Editor's note: This post was co-authored by Tushar Jain and Kyle Samani.
A blockchain is a database with unique trust-minimization properties. Like all databases, there are two kinds of operations: reads and writes.
Most of the discourse to date around scaling blockchains is about writes. This is often measured as transactions per second (TPS). For example, Ethereum supports 15-30 TPS, Binance Smart Chain supports up to 160 TPS, and Solana supports up to 50,000 TPS. Investors have invested billions of dollars to scale blockchain writes.
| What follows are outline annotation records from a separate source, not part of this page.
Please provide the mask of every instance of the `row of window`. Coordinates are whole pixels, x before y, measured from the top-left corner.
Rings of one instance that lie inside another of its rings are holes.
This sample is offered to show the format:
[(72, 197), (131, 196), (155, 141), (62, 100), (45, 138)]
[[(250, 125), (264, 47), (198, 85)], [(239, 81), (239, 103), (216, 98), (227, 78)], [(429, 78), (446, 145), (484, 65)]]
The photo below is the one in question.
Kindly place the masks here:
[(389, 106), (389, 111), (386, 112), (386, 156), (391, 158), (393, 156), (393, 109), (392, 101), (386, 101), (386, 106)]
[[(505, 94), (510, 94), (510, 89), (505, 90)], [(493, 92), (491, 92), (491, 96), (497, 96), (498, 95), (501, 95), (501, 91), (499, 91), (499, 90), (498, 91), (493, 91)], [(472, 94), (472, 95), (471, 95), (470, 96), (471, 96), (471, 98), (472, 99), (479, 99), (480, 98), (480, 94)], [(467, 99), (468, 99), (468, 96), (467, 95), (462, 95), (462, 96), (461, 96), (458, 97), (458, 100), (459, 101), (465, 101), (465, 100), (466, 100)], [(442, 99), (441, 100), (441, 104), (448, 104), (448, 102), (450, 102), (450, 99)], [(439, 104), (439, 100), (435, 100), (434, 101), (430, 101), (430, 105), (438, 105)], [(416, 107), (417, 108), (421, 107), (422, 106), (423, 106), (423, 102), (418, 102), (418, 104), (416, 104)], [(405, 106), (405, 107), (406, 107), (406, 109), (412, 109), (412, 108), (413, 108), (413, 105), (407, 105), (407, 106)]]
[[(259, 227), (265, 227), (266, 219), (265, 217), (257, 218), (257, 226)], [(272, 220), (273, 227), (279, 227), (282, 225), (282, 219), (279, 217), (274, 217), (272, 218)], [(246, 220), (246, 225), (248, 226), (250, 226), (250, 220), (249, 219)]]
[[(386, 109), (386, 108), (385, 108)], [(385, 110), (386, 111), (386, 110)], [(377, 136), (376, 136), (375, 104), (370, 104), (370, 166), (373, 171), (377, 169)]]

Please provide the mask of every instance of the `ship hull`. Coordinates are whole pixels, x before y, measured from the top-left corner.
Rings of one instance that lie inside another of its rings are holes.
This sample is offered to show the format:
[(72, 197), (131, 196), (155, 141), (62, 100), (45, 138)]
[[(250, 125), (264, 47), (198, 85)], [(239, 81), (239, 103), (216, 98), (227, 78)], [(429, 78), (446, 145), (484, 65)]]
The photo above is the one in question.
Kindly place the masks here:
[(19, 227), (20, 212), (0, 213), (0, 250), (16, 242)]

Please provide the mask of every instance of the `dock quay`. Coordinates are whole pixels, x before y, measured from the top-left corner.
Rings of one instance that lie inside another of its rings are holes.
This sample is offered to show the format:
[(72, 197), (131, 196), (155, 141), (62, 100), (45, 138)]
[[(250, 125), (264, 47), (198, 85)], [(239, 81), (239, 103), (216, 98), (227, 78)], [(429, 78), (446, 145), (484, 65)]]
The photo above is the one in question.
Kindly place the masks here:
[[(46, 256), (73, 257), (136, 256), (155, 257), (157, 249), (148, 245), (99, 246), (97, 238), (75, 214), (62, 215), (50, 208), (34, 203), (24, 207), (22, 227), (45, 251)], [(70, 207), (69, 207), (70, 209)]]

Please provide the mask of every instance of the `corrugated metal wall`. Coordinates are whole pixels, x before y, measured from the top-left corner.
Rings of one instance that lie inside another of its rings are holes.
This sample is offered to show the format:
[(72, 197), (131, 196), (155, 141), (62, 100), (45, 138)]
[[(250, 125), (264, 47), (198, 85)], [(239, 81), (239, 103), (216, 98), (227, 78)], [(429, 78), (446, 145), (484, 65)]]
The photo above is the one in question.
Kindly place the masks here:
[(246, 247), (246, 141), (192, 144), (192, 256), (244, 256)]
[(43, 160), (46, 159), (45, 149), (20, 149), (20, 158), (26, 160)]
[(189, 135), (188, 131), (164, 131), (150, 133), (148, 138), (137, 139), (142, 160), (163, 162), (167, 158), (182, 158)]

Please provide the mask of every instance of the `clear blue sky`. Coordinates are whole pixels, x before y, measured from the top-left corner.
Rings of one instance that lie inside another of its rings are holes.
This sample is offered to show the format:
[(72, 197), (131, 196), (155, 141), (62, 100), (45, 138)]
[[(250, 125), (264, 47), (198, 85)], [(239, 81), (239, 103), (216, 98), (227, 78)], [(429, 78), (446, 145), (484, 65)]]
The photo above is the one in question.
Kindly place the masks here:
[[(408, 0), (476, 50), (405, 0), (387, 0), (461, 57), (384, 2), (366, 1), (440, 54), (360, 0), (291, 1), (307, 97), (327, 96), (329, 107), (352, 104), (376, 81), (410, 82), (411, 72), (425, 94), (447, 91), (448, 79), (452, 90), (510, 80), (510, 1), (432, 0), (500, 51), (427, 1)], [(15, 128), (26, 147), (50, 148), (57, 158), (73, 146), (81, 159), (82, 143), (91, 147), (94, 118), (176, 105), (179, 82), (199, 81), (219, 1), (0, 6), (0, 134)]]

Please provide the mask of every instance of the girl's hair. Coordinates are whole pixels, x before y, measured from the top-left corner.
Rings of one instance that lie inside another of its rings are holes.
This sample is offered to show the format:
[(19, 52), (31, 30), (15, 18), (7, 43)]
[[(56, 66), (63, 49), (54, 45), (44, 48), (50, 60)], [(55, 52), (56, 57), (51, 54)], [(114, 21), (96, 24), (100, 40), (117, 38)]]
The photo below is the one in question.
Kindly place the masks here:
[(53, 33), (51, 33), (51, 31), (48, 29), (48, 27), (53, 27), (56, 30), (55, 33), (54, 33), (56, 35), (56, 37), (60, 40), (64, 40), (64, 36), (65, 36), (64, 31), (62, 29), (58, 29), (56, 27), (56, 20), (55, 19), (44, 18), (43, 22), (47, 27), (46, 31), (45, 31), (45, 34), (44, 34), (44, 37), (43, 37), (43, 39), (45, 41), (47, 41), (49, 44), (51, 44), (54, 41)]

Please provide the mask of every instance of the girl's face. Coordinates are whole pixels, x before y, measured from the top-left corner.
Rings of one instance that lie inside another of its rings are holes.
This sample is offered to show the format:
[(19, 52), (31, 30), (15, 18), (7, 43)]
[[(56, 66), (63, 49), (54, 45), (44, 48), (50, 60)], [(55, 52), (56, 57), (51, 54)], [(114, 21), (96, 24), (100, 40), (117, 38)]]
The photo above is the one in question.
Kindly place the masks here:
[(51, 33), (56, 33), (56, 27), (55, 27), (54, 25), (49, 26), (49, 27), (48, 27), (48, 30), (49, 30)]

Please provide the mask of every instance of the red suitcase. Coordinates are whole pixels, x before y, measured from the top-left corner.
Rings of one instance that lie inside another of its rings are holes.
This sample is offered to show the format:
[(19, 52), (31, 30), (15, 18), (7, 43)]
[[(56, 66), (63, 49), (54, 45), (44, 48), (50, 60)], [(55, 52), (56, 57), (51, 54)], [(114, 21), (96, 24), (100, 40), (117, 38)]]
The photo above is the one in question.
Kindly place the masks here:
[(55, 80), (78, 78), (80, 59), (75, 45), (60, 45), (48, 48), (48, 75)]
Demand for block space has grown exponentially and we expect that demand for reading data on blockchains will scale even faster. Basically every major application on the internet is a database application of some form. And in most database applications, the ratio of reads to writes is between 100:1 and 10,000:1. Why is the ratio so skewed? If you have 10,000 followers on Instagram, and you post a single photo, and 10% of your followers open Instagram and see the photo, then that single write (uploading the photo) results in 1,000 reads. If you have 10,000 people trading an asset and you make a single trade on a decentralized exchange, then those 10,000 people must read that trade and update the price of that asset. Writes are constrained by the scalability of Layer 1 blockchains. As Layer 2 solutions like optimistic- and zk-rollups come online, and as high-throughput networks like Solana take off, the amount of writes will explode leading to an exponential increase in read demand for the reasons stated above.
Scaling reads will be the next big scaling challenge for the blockchain industry.
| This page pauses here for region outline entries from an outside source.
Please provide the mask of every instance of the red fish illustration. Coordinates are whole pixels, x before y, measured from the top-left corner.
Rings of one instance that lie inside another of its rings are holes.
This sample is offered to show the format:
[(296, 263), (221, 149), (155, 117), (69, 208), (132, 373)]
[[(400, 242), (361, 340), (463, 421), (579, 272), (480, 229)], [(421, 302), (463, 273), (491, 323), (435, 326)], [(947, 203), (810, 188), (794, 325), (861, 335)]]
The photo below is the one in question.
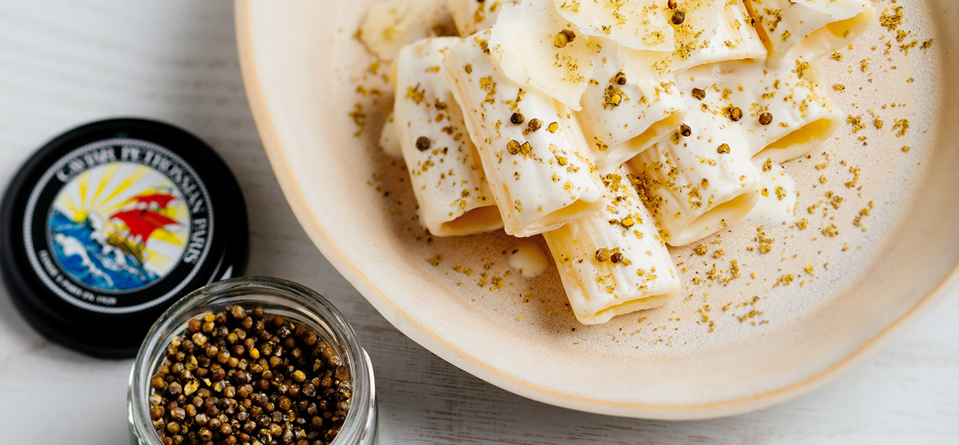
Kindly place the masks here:
[(172, 200), (174, 200), (175, 199), (176, 199), (175, 197), (172, 197), (170, 195), (153, 194), (153, 195), (140, 195), (140, 196), (136, 196), (136, 197), (130, 198), (130, 200), (134, 200), (134, 201), (137, 201), (137, 202), (146, 202), (147, 204), (154, 203), (155, 202), (156, 205), (158, 205), (160, 207), (166, 207), (168, 204), (170, 204), (170, 201), (172, 201)]
[(122, 221), (129, 230), (129, 234), (124, 236), (115, 232), (110, 233), (106, 238), (106, 242), (132, 255), (142, 266), (147, 240), (150, 239), (151, 235), (156, 229), (179, 223), (175, 220), (163, 215), (163, 213), (169, 213), (166, 211), (169, 210), (167, 205), (174, 199), (176, 199), (176, 198), (165, 194), (139, 195), (129, 199), (129, 201), (132, 202), (146, 203), (148, 206), (156, 204), (156, 207), (150, 210), (134, 208), (110, 215), (111, 220), (117, 219)]
[(129, 235), (134, 239), (139, 237), (141, 240), (140, 243), (144, 245), (147, 244), (147, 239), (150, 238), (150, 235), (154, 230), (162, 228), (165, 225), (177, 223), (175, 220), (158, 213), (139, 209), (117, 212), (110, 215), (110, 218), (116, 218), (124, 222), (127, 227), (129, 227)]

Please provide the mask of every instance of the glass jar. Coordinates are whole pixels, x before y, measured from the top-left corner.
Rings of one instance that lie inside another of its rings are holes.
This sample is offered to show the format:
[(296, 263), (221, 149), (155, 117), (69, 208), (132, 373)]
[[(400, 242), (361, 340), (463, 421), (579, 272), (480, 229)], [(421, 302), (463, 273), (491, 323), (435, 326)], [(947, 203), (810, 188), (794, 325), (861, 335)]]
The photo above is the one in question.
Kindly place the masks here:
[(225, 306), (262, 307), (314, 330), (333, 347), (349, 369), (353, 383), (350, 409), (334, 445), (378, 442), (373, 366), (343, 316), (313, 290), (278, 278), (239, 277), (200, 288), (175, 303), (153, 323), (133, 363), (127, 390), (130, 443), (162, 445), (150, 419), (150, 378), (164, 360), (173, 337), (182, 335), (190, 319)]

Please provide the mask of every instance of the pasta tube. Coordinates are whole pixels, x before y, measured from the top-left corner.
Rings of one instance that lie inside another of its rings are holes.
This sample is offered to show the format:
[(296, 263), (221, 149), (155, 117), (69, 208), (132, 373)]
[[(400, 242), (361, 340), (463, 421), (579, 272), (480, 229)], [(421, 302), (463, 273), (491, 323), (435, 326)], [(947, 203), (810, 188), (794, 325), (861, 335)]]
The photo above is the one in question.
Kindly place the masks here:
[(628, 163), (671, 246), (698, 241), (740, 220), (759, 197), (759, 175), (742, 131), (703, 105), (690, 106), (679, 132)]
[[(625, 71), (620, 58), (635, 51), (606, 45), (582, 98), (582, 123), (590, 151), (600, 171), (617, 169), (668, 137), (686, 115), (686, 104), (671, 81), (643, 80)], [(621, 47), (620, 47), (621, 48)]]
[(504, 5), (512, 5), (519, 0), (448, 0), (448, 8), (453, 14), (459, 35), (471, 35), (485, 30), (494, 23)]
[(383, 60), (392, 60), (407, 43), (456, 35), (456, 25), (442, 0), (386, 0), (370, 7), (360, 39)]
[(394, 128), (420, 220), (435, 236), (503, 226), (500, 212), (439, 66), (459, 37), (419, 40), (396, 58)]
[(666, 304), (679, 274), (653, 219), (620, 172), (602, 177), (603, 208), (543, 236), (583, 324)]
[(386, 120), (383, 123), (383, 129), (380, 130), (380, 148), (387, 156), (403, 157), (403, 149), (400, 147), (400, 136), (396, 132), (392, 111), (386, 116)]
[[(738, 107), (737, 124), (753, 149), (755, 160), (785, 162), (828, 139), (843, 116), (820, 83), (815, 65), (803, 61), (766, 66), (733, 62), (713, 67), (715, 84), (706, 88), (722, 110)], [(696, 82), (705, 77), (696, 76)]]
[(760, 167), (760, 188), (756, 192), (759, 200), (756, 207), (746, 215), (746, 221), (757, 225), (782, 224), (793, 221), (796, 216), (796, 181), (782, 165), (771, 160), (763, 161)]
[(675, 50), (667, 53), (641, 51), (626, 68), (646, 79), (676, 73), (724, 60), (762, 59), (766, 49), (752, 19), (739, 1), (680, 1), (676, 11), (682, 23), (675, 26)]
[(489, 35), (480, 32), (447, 51), (442, 71), (506, 233), (535, 235), (595, 213), (602, 192), (572, 111), (507, 78), (484, 51)]
[(606, 37), (637, 51), (673, 50), (673, 29), (664, 12), (670, 11), (666, 2), (553, 0), (553, 3), (563, 18), (586, 35)]
[(506, 5), (490, 30), (489, 50), (506, 77), (579, 109), (600, 45), (577, 35), (551, 0)]
[(773, 59), (815, 59), (853, 41), (869, 28), (869, 0), (745, 0)]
Most database applications have a specific data structure, where the structure of the database is tailored to how the system is expected to query data out of the system. For example, let’s consider a chat app like Telegram. You could imagine that the entire Telegram system is one giant table, with four column headers: user ID, thread ID, timestamp, and message content. While this could theoretically work, given how many users Telegram has (500M+) and how many messages are sent per day, you can see how this would degrade performance. Every single time a user clicks on a thread, all queries are querying from the same table. This is a really big problem. Clearly it would be better if you could localize queries so that not all of the queries are hitting the same table.
You can imagine an alternate structure. Let’s suppose each thread is stored in a separate table with three column headers: user ID, timestamp, and message content. When a user clicks on a thread in the Telegram UI, the system knows which table is storing all of the messages in that thread, and queries that table asking for new messages. This structure localizes the queries, resulting in dramatically increased performance.
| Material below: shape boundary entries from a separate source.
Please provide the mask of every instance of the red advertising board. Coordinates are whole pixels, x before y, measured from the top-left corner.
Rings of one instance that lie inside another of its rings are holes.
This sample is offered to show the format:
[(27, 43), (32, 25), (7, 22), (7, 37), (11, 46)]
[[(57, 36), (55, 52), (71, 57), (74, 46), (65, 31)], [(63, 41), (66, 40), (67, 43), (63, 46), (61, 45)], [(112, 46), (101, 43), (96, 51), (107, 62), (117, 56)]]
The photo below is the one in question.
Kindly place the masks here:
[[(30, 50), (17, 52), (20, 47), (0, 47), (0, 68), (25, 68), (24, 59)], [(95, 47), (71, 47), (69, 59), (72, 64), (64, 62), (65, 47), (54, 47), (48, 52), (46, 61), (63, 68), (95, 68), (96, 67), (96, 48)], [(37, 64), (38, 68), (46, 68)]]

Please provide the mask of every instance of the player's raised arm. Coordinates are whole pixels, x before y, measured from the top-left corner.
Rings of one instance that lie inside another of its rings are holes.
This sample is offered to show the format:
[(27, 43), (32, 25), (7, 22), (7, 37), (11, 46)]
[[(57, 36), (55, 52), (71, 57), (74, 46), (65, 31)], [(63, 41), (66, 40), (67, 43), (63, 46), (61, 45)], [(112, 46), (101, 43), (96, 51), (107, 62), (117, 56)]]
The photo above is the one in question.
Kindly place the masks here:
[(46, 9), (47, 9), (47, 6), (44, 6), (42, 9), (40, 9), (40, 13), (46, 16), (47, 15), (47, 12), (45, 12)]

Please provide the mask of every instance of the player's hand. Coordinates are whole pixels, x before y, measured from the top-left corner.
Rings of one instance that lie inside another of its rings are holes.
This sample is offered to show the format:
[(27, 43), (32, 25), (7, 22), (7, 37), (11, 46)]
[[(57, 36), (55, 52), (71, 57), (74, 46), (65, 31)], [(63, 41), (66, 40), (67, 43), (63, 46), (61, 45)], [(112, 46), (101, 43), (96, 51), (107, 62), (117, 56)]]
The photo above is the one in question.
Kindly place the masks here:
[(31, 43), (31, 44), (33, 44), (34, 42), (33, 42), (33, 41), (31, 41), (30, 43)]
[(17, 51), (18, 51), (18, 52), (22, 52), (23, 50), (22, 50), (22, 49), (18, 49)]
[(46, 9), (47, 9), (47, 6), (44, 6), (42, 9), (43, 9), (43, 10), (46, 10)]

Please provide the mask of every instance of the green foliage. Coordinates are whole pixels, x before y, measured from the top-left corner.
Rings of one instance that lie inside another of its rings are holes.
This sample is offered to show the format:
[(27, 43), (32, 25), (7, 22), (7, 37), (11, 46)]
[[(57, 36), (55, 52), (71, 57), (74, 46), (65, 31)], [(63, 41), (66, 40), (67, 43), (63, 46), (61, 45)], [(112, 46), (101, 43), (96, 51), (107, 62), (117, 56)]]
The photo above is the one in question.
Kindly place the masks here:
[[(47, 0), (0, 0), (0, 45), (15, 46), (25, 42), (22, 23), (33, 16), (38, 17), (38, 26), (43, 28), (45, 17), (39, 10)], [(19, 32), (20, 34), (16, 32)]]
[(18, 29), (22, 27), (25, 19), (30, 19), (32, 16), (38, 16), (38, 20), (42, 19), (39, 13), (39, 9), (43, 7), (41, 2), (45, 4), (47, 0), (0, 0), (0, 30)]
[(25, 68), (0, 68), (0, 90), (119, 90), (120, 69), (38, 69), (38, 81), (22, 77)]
The problem with scaling reads in a blockchain is that a blockchain—by definition—does not prescribe the transaction format. A blockchain is just a series of transactions. Anyone can submit any transaction at any time, and any transactions can have any format and be arbitrarily complex.
All of the transactions on a blockchain are going into a single table. In light of the Telegram example above, you can see how this creates a serious performance problem. In the case of a blockchain, this problem is even more pronounced because there isn’t a single type of application with a specific data structure. There are thousands of applications, each of which have unique data structures and different use cases.
The standard Ethereum client—Go Ethereum (GETH)—has some basic querying capabilities. For example, you can ask GETH, “How much ETH does this address have?” And the data structure of the Ethereum merkle trie makes it easy for GETH to answer that question.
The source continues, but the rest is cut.